Being able to produce a mountain of code quickly comes with the challenge of reviewing this code. The application already existed, had it's own syntax choices, architecture, ways of doing things. The AI didn't understand all of the nuances and ways of working so needed close reviews. Producing more code comes at the cost of far more reviews. This causes review fatigue and moves the problem from code production to code review.

As I progressed I was able to give the AI better instructions and get better outcomes. I was using Claude Code and made huge changes to the CLAUDE.md file along the way to ensure I was getting the outcome I wanted earlier, reducing the overhead of the review cycle.

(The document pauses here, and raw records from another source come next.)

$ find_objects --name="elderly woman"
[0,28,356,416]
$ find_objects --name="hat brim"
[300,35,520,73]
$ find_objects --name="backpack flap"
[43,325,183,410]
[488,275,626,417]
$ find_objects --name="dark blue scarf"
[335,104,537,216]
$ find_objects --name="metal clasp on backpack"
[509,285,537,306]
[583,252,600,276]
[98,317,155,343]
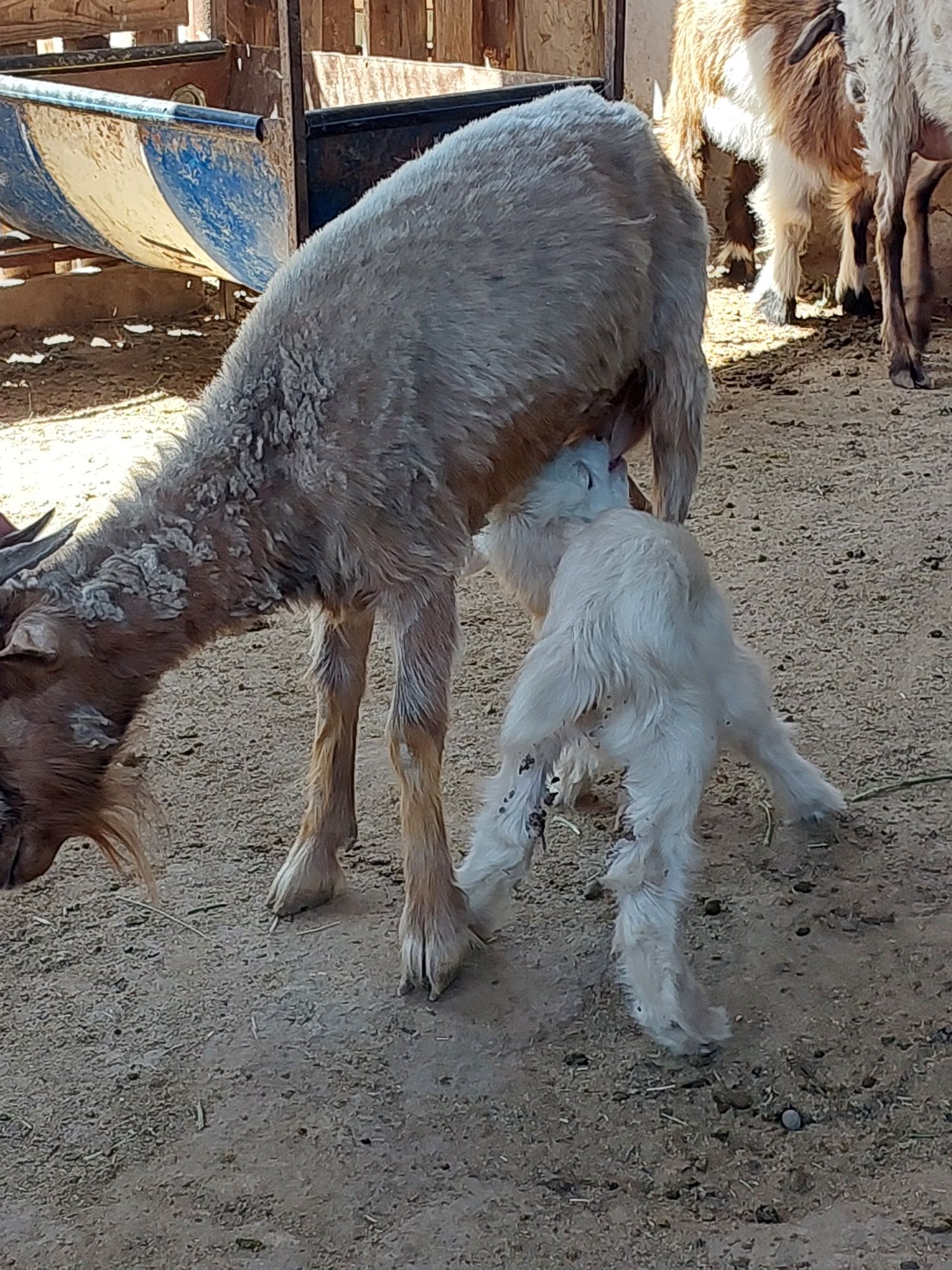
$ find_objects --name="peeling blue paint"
[0,102,122,257]
[140,126,287,291]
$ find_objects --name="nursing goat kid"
[0,88,710,996]
[790,0,952,389]
[664,0,876,323]
[457,441,844,1053]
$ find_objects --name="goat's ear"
[0,613,60,662]
[787,0,836,66]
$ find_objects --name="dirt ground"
[0,288,952,1270]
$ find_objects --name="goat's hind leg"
[268,610,373,916]
[721,643,845,824]
[604,710,730,1054]
[456,747,557,939]
[387,580,480,1001]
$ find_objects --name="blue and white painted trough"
[0,75,602,291]
[0,75,287,291]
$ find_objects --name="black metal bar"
[278,0,310,251]
[0,39,228,75]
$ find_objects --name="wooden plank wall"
[0,0,188,46]
[222,0,605,76]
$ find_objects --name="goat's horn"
[0,521,79,585]
[0,507,56,550]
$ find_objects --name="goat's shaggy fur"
[664,0,875,323]
[791,0,952,389]
[457,442,844,1053]
[0,89,708,994]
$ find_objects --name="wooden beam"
[226,0,278,48]
[364,0,426,61]
[319,0,359,53]
[480,0,515,70]
[433,0,482,66]
[278,0,311,251]
[515,0,605,76]
[604,0,627,102]
[0,0,188,44]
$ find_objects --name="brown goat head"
[0,513,150,889]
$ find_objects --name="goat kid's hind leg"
[387,580,480,1001]
[721,644,845,824]
[456,745,557,940]
[604,712,730,1054]
[268,611,373,916]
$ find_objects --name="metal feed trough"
[0,0,627,291]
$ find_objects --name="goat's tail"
[501,626,623,753]
[645,351,712,525]
[658,5,707,194]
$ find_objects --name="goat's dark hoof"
[754,291,797,326]
[840,287,876,318]
[890,353,932,389]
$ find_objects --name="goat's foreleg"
[751,137,815,326]
[876,154,932,389]
[902,157,952,352]
[268,611,373,916]
[833,178,876,318]
[717,159,760,282]
[387,580,479,999]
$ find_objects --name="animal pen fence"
[0,0,625,328]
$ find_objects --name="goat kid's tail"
[501,627,622,752]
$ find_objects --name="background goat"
[0,89,710,996]
[664,0,875,323]
[457,442,844,1053]
[790,0,952,389]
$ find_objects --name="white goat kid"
[457,442,844,1053]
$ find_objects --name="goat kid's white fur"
[457,441,844,1053]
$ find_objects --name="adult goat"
[0,89,710,996]
[790,0,952,389]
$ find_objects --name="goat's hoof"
[840,287,876,318]
[724,255,757,287]
[635,1005,731,1058]
[397,892,482,1001]
[267,845,344,917]
[754,291,797,326]
[890,356,932,389]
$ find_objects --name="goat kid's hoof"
[754,291,797,326]
[267,847,344,917]
[890,354,932,389]
[840,287,876,318]
[397,906,482,1001]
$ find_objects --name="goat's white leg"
[550,733,602,806]
[720,643,845,823]
[387,580,479,1001]
[456,749,551,939]
[833,179,876,318]
[604,704,730,1054]
[268,611,373,916]
[751,137,815,326]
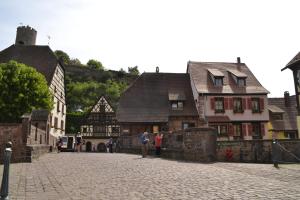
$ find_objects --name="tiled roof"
[187,61,269,94]
[0,45,58,84]
[268,95,297,131]
[281,52,300,71]
[117,73,198,122]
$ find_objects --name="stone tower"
[15,26,37,45]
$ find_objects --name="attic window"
[208,69,224,86]
[172,101,183,110]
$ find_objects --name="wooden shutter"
[247,98,252,110]
[242,98,247,110]
[260,123,265,136]
[210,97,215,110]
[259,98,265,111]
[228,124,233,136]
[224,98,229,110]
[248,124,252,136]
[242,124,247,136]
[229,98,233,110]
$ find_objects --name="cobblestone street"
[0,153,300,200]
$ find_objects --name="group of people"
[140,132,163,158]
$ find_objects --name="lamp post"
[0,142,12,200]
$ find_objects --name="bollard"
[0,142,12,200]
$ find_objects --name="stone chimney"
[284,91,290,107]
[156,67,159,73]
[236,57,242,71]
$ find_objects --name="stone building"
[268,92,298,139]
[117,72,201,135]
[0,26,66,146]
[187,58,269,140]
[281,52,300,138]
[80,96,120,152]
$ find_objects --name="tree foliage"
[87,59,104,70]
[54,50,70,64]
[0,61,53,122]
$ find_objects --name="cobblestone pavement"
[0,153,300,200]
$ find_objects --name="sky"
[0,0,300,97]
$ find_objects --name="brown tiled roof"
[268,95,297,131]
[0,45,58,84]
[187,61,269,94]
[117,73,198,122]
[281,52,300,71]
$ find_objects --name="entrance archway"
[86,141,92,152]
[97,143,106,152]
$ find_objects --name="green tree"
[0,61,53,122]
[69,58,82,65]
[54,50,70,65]
[128,66,140,76]
[86,59,104,70]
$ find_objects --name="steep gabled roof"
[187,61,269,94]
[281,52,300,71]
[117,73,198,122]
[0,45,58,85]
[268,95,297,131]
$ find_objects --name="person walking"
[154,133,163,156]
[140,131,149,158]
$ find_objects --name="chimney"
[236,57,242,71]
[284,91,290,107]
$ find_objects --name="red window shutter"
[248,124,252,136]
[260,123,265,136]
[228,124,233,136]
[224,98,229,110]
[229,98,233,110]
[210,97,215,110]
[247,98,252,110]
[242,124,247,136]
[242,98,247,110]
[259,98,265,111]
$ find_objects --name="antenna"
[47,35,51,46]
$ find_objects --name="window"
[153,126,159,133]
[172,101,183,110]
[60,120,65,130]
[54,117,58,128]
[211,125,228,136]
[271,113,283,120]
[34,123,39,141]
[233,124,243,140]
[233,98,243,113]
[182,122,195,130]
[215,77,223,86]
[252,123,262,139]
[237,78,246,86]
[251,98,260,113]
[215,98,224,113]
[56,100,60,112]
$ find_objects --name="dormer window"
[207,69,224,86]
[228,69,247,87]
[215,77,223,86]
[172,101,183,110]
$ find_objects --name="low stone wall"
[217,139,300,163]
[119,127,217,162]
[0,123,49,163]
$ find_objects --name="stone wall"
[119,127,217,162]
[217,139,300,163]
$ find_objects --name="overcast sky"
[0,0,300,97]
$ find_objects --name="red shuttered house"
[187,58,269,140]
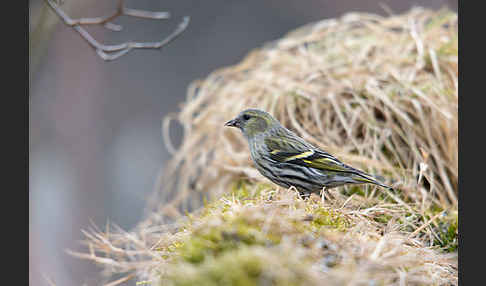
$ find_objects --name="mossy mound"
[73,8,458,285]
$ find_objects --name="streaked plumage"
[225,109,391,198]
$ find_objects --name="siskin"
[225,109,392,196]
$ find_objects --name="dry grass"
[70,8,458,285]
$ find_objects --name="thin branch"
[46,0,190,61]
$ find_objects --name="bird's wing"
[265,137,376,183]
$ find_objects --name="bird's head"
[225,109,279,139]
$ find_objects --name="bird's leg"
[321,187,326,205]
[299,192,311,200]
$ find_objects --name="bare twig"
[46,0,190,61]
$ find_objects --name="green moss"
[161,246,316,286]
[373,214,393,224]
[434,212,459,252]
[178,218,280,263]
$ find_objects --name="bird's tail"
[355,173,394,191]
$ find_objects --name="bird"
[225,108,393,198]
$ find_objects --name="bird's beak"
[224,119,239,127]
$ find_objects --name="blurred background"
[29,0,457,285]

Sending the same thing back several times will, of course, increase the overhead of reviews so getting it right first time helps massively.

AI Won't Tell You When It's Wrong

One of the biggest learnings thoroughout the journey was that AI doesn't tell you when it's made a mistake, either because it doesn't know or because it'll rapidly try and fix it and move on. It's not as intuitive or intelligent to the code-adjacent tasks, such as testing or impact radius of changes. It'll try to take the quick route to get things resolved and move on.

Here are some of the issues I ran in to more than once:

AI doesn't respect scope.

More than once I found that the AI was trying to update things beyond the scope of the feature. This is because things were being re-used, which they should be, but rather than keep some kind of boundary around the feature to keep impact smaller it would update shared components and then NOT update the things that were using that component. Even if it had, the testing scope suddently grew massively and there would have been unforeseen consequences had that been allowed to happen.

AI skips validation.

Several times, even with clear instructions in the CLAUDE.md file, I found the AI skipping ahead in a clearly defined process including running linting, tests, and build cycles and instead committing and pushing without those important validation steps. Several times those steps had caught issues in what the AI had produced and so ensuring those steps are run is a must. Some finagling got things to a point where they were happening but by default the AI wouldn't do these things automatically.

AI can't critically assess feedback.

When AI gets given information it works with it. It doesn't critically assess if the instruction is correct or good for the overall outcome, it'll just take what it's given and run with it. I used Copilot to review the output from Claude and there were several instances of the feedback being something that a human engineer would have responded to as "Won't Fix" but the AI was eager to address. There were also times when the feedback was dismissed despite it being important to implement, although these were less common.

What I Learned About Working With AI

AI is a tool and like all tools it takes time to master it. I've improved massively compared to where I was before this experience, started building out my own set of instructions and capabilities for the tool and how I interact with it, and can now work much faster as a result.

It's not possible to completely remove the fact that AI will get it wrong sometimes and won't tell anyone, it'll just happily fix it and move on without long-term learning. It'll reproduce the same mistake again given the same circumstance, so it's important to teach the AI what not to do using things like AGENTS.md (or similar) and what good looks like. The way you interact with the AI isn't static, it's an evolving setup, and the more you work to improve it the better the outcomes you'll get.

Probably most importantly - AI isn't ready for hands-off working. The human-in-the-loop is still massively important and will be for a long time to come.